# Software update coming soon?



## SummitAdvantageRetailer (Feb 20, 2005)

Come on Elden and DISH! The 921 has the same bugs as L274, so when will those bugs be fixed? Only thing L276 fixed from L275 was the missing 9 day guide.

I can think of the following still not fixed on L274 and L276:

1. Stuck Aspect Ratio
2. Black Screen of Death when pressing Info button while watching a show and the receiver hasn't been rebooted in a day or few days
3. When exiting a PIP window that has been paused, it takes away the audio on the main channel.
4. Intermittently when you try to erase a DVR event, you'll get a pop-up saying "You have a delayed event, if you continue, you'll lose the recorded content"
5. Many, many more experienced by others.

There must be many 921 owners still out there that they can't just ignore.


----------



## mwsmith2 (Nov 15, 2004)

Yeah, I don't think I'd be holding my breath waiting for one.

Michael


----------



## mwgiii (Jul 19, 2002)

SummitAdvantageRetailer said:


> There must be many 921 owners still out there that they can't just ignore.


Why not? They have been doing it for over a year now.


----------



## tnsprin (Mar 16, 2003)

mwgiii said:


> Why not? They have been doing it for over a year now.


Huge numbers are accepting the $99 vip622 upgrade. Others are selling there 921's to the unsuspecting and leasing or buying vip622's.


----------



## brettbolt (Feb 22, 2006)

I'd say leave it alone. I'd prefer the existing functionality rather than risk another software disaster like the one where you could only record one show at a time, or the 3 day guide.


----------



## Rovingbar (Jan 25, 2005)

tnsprin said:


> Huge numbers are accepting the $99 vip622 upgrade. Others are selling there 921's to the unsuspecting and leasing or buying vip622's.


You know, a lot of people buying on eBay are probably buying it for parts. A 250 MB hard drive, OTA-HD tuner, Sat tuner, graphics card, etc. The parts are probably worth at least $200 even used. Someone who knows what they are doing could turn a $500 PC into a $3000 HTPC with the parts.

Hmmmm... to bad I don't have the patience for that kind of tweaking.


----------



## brettbolt (Feb 22, 2006)

Rovingbar said:


> ... Someone who knows what they are doing could turn a $500 PC into a $3000 HTPC with the parts.

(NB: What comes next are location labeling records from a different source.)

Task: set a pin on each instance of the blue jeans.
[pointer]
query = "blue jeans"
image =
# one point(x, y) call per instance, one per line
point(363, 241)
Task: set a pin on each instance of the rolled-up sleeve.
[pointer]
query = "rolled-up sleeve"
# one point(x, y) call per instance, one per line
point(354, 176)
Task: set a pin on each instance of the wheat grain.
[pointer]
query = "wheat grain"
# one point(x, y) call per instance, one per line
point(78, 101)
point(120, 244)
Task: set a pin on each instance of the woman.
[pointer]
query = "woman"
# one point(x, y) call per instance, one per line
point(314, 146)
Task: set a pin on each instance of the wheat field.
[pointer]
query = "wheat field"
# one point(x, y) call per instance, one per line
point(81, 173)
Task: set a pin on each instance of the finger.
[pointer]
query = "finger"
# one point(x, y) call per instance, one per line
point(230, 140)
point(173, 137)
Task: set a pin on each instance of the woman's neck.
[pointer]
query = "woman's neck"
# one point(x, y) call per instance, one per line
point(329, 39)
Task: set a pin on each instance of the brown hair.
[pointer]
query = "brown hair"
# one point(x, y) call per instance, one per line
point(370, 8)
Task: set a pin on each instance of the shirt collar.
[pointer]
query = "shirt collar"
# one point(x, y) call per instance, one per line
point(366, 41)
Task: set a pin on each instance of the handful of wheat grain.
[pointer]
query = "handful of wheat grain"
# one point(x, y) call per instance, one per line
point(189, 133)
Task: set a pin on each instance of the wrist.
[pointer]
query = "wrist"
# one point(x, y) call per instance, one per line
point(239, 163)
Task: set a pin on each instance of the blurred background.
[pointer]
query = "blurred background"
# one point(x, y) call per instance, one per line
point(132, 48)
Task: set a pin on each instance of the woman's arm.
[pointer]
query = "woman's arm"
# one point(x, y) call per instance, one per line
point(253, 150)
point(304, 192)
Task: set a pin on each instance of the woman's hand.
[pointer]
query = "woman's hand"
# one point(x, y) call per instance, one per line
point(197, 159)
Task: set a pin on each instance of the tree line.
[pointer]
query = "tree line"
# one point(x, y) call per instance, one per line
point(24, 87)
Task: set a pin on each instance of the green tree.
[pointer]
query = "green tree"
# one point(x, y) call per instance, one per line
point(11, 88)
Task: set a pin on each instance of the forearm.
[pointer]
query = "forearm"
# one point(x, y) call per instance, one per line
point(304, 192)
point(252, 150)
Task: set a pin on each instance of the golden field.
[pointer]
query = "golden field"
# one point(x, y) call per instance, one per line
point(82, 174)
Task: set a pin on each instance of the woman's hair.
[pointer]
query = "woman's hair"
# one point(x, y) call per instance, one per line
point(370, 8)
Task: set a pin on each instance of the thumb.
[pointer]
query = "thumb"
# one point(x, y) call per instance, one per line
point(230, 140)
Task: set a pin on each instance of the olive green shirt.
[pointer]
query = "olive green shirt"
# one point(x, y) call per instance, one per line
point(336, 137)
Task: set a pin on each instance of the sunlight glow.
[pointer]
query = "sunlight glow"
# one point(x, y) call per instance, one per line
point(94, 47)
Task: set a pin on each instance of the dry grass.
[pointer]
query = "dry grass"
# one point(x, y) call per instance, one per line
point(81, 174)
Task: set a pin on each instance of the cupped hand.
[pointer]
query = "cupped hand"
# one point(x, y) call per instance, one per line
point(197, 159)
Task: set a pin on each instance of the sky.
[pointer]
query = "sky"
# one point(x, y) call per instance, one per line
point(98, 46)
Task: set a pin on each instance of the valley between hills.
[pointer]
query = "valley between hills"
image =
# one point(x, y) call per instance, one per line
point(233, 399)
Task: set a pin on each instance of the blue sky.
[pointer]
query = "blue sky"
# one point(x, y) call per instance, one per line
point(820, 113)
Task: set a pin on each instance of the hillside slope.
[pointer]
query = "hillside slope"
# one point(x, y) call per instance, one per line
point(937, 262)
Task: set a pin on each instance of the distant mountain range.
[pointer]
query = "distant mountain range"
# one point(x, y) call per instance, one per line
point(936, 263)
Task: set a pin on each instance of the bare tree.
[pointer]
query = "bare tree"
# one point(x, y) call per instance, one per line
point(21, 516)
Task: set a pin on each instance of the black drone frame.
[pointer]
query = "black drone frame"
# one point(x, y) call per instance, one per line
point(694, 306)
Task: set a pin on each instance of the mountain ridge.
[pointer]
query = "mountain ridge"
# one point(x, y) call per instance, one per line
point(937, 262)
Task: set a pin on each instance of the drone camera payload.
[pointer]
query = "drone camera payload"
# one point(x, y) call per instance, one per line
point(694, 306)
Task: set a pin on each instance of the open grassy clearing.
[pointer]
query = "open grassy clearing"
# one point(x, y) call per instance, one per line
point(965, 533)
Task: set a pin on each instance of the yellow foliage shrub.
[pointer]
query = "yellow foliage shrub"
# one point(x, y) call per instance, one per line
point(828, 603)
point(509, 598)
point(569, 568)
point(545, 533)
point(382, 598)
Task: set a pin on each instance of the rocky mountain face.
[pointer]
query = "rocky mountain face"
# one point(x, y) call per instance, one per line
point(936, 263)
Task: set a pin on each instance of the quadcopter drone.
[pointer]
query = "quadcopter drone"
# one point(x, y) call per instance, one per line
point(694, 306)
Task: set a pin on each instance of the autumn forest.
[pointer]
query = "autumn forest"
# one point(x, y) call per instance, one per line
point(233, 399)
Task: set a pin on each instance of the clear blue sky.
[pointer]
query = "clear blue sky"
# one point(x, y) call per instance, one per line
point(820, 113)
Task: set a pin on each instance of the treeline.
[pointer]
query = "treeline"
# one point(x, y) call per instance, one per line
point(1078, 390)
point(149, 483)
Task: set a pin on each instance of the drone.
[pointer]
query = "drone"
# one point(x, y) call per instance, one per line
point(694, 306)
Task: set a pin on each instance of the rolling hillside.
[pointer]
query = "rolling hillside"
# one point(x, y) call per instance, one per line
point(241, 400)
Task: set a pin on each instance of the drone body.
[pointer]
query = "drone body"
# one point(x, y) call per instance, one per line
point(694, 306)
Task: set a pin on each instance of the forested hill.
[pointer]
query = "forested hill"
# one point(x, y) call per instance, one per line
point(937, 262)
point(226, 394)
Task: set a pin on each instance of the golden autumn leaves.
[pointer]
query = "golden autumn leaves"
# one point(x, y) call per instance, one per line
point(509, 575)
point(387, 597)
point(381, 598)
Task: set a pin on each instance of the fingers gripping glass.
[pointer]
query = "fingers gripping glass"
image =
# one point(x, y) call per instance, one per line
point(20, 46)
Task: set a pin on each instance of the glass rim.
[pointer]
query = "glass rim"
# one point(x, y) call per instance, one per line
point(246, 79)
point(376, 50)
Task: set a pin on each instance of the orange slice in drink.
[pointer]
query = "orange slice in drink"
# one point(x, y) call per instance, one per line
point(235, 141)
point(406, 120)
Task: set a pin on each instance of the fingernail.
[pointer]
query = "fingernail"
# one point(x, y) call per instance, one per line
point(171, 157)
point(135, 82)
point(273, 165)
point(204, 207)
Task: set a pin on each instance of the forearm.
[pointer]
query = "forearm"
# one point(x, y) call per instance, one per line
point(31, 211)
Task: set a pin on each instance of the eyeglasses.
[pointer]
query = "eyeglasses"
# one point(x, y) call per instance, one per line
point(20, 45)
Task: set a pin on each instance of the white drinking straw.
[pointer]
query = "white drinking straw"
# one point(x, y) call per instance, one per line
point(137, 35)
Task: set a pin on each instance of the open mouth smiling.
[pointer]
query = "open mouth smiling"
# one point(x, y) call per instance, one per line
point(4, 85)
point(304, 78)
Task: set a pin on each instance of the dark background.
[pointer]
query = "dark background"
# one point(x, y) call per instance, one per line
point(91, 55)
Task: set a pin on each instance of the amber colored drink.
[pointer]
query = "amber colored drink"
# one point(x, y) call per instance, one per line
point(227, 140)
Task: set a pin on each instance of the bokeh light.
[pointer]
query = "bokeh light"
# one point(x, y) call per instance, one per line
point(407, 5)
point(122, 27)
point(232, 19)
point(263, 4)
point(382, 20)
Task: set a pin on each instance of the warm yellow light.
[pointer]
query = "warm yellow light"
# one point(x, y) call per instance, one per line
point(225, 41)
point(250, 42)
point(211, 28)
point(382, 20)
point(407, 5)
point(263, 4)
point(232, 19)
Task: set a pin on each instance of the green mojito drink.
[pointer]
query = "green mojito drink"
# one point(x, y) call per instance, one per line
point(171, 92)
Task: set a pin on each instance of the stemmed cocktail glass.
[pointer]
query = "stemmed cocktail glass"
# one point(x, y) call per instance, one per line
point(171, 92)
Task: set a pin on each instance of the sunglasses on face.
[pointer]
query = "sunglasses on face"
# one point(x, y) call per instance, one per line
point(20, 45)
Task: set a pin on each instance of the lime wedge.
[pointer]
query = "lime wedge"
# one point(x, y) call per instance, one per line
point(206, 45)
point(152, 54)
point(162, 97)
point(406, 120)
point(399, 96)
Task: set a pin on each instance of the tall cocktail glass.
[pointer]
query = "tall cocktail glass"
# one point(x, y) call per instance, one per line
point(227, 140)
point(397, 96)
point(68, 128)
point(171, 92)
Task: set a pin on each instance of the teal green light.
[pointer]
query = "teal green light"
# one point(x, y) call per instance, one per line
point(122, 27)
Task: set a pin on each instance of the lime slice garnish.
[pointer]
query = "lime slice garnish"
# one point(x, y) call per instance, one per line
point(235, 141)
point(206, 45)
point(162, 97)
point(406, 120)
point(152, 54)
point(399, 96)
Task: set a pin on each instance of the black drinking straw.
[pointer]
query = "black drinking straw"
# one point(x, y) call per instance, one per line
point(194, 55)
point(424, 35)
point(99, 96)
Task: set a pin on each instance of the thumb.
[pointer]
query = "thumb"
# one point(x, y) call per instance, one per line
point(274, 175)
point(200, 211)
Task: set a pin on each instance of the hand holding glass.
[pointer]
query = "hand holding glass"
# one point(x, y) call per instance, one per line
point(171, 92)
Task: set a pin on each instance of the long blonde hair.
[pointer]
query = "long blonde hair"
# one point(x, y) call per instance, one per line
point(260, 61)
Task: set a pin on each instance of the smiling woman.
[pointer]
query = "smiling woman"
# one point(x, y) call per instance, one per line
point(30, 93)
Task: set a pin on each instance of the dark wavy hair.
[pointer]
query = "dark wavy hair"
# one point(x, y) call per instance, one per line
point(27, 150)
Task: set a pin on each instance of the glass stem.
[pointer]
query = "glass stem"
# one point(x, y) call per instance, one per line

You're kidding, right? If not, I have a business proposition for you: I'll put the hard drive from my 921 and all other parts that fit into a "PC" and and sell it to you for $2500. Then you can sell it on ebay and make $500, ok?


----------



## DonLandis (Dec 17, 2003)

I'm happy the way it is! I agree that if they mess with it now, it may break more then it fixes. Not quite ready to make the switch for a 622. If I didn't need to schedule my life around the install, I'd go for it now. Let me use the remaining days of the 921 working the way it is in peace. Don't want them breaking it again.


----------